No que tange ao valor da dívida, originariamente o valor era R$ 2.191,91 e, após seu vencimento, sem a regularização da obra ou apresentação de defesa, houve a devida atualização e inclusão dos consectários legais. Atualmente, a dívida é de R$ 6.312,44 (EVENTO 45).
O excipiente voltou a se manifestar, reiterando os argumentos expostos na exceção (EVENTO 46).
Decido.
A exceção de pré-executividade é meio de defesa de sentido limitado e não admite dilação probatória.
O excipiente afirma que a citação ocorreu em prazo superior ao legalmente permitido, caracterizando a prescrição intercorrente.
A execução fiscal foi ajuizada em 04.12.2020 e o despacho que ordenou a citação foi proferido em 16.01.2021 (EVENTOS 1 e 3). O aviso de recebimento da carta de citação foi devolvido sem cumprimento com a informação "não procurado" (EVENTO 5), pelo que se depreende que se trata de correspondência em que o próprio destinatário vai à agência dos Correios buscá-la.
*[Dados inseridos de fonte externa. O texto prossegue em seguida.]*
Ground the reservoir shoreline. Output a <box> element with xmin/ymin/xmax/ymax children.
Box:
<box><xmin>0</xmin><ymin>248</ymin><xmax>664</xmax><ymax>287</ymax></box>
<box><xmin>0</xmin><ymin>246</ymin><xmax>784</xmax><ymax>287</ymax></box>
O exequente forneceu novo endereço para citação e o oficial de justiça encarregado da diligência informou que o executado havia se mudado daquele local e entrou em contato por telefone, tendo o citando informado que estava residindo em Santa Maria de Jetibá, conforme certidão lavrada em 13.02.2023, no EVENTO 20.
Requerida a citação no endereço informado, a carta precatória foi cumprida em 22.10.2024, conforme EVENTO 38.
Dispõe o CPC:
Art. 240. A citação válida, ainda quando ordenada por juízo incompetente, induz litispendência, torna litigiosa a coisa e constitui em mora o devedor, ressalvado o disposto nos arts. 397 e 398 da Lei nº 10.406, de 10 de janeiro de 2002 (Código Civil).
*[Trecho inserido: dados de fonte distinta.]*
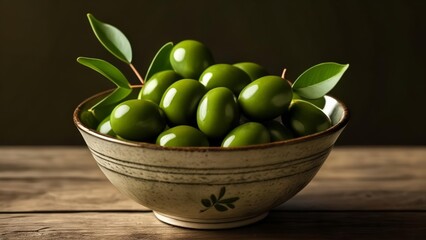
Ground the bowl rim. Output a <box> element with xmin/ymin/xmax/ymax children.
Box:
<box><xmin>73</xmin><ymin>85</ymin><xmax>350</xmax><ymax>152</ymax></box>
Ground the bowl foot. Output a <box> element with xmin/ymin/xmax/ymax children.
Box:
<box><xmin>153</xmin><ymin>211</ymin><xmax>268</xmax><ymax>229</ymax></box>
§ 1º A interrupção da prescrição, operada pelo despacho que ordena a citação, ainda que proferido por juízo incompetente, retroagirá à data de propositura da ação.
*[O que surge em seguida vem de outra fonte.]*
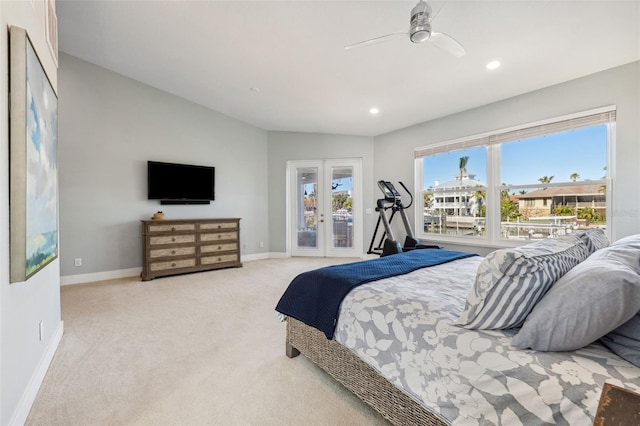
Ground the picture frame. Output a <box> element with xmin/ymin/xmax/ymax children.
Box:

Embora a citação tenha demorado a ocorrer, tal não decorreu por desídia ou negligência do exequente, uma vez que a primeira tentativa não foi possível por não ter sido procurada a correspondência nos Correios. A segunda tentativa porque o executado se mudara do local e a terceira, por ausência do pagamento de custas pelo exequente, mas logo em seguida, a citação ocorreu.
O Código de Processo Civil dispôs que a citação válida retroage à data da propositura da ação, interrompendo a partir daí a prescrição. Ainda que assim não fosse, verifica-se que entre a data do ajuizamento - 04.12.2020 e a citação válida - 22.10.2024 não decorreram cinco anos.
Rejeito tal alegação.
Quanto à ilegitimidade arguida pelo excipiente, vale salientar que o auto de infração juntado no EVENTO 45-ANEXO2 indica que o próprio excipiente o assinou no ato da lavratura. Assim, também não merece acolhimento tal alegação. Ademais, não cabe na estreita via da exceção pretender fazer prova de questões de fato que demandam dilação probatória. Trata-se de autuação por exercício ilegal da profissão e não de propriedade do bem.
Quanto ao valor da multa, considerando o decurso do prazo da aplicação da referida penalidade, aplicam-se a atualização monetária e os juros. Saliente-se que não foi apresentado qualquer valor para justiicar a alegação de excesso de execução.
Ante o exposto, rejeito a exceção de pré-executividade.
Defiro, nesta oportunidade, a gratuidade de justiça, conforme determina o art. 98 do CPC.
Prossiga-se com a execução, na forma determinada no EVENTO 3, a partir do item 6.